Not just the absence of light, but the kind of darkness that pressed against the eyeballs, as if the weight of the entire world was piled right onto his face. The air felt stale, smelling of wet earth, rotting wood, and something sharper—the scent of decaying frangipani flowers.

Adrian's consciousness returned not with a jolt, but with a slow, creeping pain. A searing heat crawled down his throat, tearing at his stomach, and spreading through his veins like liquid glass.

He tried to take a deep breath, but his lungs refused to fully expand.

Something was pressing against his chest. Wooden boards. No more than ten centimeters from his nose.

Adrian lifted a hand. His fingers collided with a rough wooden surface. He felt to the side. More wood. Narrow. Cold. Confining.

A coffin.

I've been buried, he thought.
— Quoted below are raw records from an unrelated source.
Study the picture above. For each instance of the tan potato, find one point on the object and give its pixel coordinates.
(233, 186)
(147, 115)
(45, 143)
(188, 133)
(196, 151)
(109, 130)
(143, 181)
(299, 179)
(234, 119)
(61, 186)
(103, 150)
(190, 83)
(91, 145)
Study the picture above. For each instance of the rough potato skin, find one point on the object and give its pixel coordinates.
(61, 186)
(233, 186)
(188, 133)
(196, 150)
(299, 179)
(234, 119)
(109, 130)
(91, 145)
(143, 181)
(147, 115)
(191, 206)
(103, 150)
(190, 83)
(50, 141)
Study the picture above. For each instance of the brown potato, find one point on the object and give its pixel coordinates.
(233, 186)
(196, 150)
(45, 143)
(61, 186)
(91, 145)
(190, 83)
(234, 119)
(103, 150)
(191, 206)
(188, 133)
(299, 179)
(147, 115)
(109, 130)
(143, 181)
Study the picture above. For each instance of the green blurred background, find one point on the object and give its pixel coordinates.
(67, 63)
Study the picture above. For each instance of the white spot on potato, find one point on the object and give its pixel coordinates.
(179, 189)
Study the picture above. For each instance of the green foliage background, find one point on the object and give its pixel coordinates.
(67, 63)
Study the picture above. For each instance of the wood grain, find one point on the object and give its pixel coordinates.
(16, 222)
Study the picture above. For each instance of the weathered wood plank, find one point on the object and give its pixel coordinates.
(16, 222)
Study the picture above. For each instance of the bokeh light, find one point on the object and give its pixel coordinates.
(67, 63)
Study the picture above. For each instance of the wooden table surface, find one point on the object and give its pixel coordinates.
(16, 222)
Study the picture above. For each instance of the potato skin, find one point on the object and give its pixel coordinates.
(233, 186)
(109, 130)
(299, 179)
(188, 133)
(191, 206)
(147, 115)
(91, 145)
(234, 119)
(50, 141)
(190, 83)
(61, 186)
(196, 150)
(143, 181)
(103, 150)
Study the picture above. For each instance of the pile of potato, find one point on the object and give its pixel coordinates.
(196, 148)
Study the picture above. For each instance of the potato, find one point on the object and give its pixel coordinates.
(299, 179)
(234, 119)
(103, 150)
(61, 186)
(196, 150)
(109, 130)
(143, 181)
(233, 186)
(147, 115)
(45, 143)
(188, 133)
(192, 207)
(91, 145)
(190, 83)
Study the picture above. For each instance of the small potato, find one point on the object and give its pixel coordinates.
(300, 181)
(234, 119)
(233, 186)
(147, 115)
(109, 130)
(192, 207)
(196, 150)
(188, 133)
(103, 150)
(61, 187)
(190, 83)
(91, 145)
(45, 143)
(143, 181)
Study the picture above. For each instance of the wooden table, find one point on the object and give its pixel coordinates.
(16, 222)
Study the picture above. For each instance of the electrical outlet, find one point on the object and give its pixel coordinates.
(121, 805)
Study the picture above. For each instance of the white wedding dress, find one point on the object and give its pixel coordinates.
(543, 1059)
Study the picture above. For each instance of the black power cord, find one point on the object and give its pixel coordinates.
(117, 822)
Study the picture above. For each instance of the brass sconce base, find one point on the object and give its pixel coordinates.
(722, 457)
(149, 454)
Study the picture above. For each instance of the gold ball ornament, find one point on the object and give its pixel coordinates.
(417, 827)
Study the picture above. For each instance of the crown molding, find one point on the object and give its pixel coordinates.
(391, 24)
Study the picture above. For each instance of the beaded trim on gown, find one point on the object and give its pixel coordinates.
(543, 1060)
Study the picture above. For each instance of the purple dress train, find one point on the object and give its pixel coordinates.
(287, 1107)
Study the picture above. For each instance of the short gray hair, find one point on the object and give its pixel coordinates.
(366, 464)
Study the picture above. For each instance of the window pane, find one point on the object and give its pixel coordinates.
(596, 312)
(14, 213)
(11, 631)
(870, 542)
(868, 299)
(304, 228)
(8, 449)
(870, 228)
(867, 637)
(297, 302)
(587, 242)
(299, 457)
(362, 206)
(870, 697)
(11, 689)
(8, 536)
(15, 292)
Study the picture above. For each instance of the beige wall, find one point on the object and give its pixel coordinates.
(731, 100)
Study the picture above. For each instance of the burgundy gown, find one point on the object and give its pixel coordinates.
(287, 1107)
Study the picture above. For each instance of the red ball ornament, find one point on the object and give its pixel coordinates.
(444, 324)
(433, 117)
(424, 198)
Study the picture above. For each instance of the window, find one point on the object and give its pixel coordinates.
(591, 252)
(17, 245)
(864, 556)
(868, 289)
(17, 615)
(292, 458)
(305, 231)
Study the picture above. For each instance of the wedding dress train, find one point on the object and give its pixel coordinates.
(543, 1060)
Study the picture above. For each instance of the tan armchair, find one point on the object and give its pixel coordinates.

The thought emerged not with hysterical panic, but with an unnatural, cold calm.

Seconds before, he was Adrian, the CEO of a defense technology company staring down the barrel of a gun held by his business partner in a harbor warehouse in New York. There was a bang, a cold sensation in his chest, and then darkness.

Now, he woke up inside this narrow box with pain that felt as if it were melting his internal organs.

"Great," he hissed. His voice sounded raspy, weak—not his own. "Shot in the first life. Buried alive in the second. God has a twisted sense of humor."

Suddenly, a wave of foreign memories slammed into his head like a sledgehammer. Images flashed rapidly and painfully, forcing their way into Adrian's memory as if soldering themselves to his brain synapses.

A pale boy. Vaelen Blackwood. The disgusted face of a beautiful woman in a silk dress. Lady Elara, the stepmother. Deep purple wine offered with a fake smile. The 'Widow's Kiss' poison. And the mocking sneers of the servants dragging his convulsing body, assuming he was dead, then stuffing him into this cheap wooden box.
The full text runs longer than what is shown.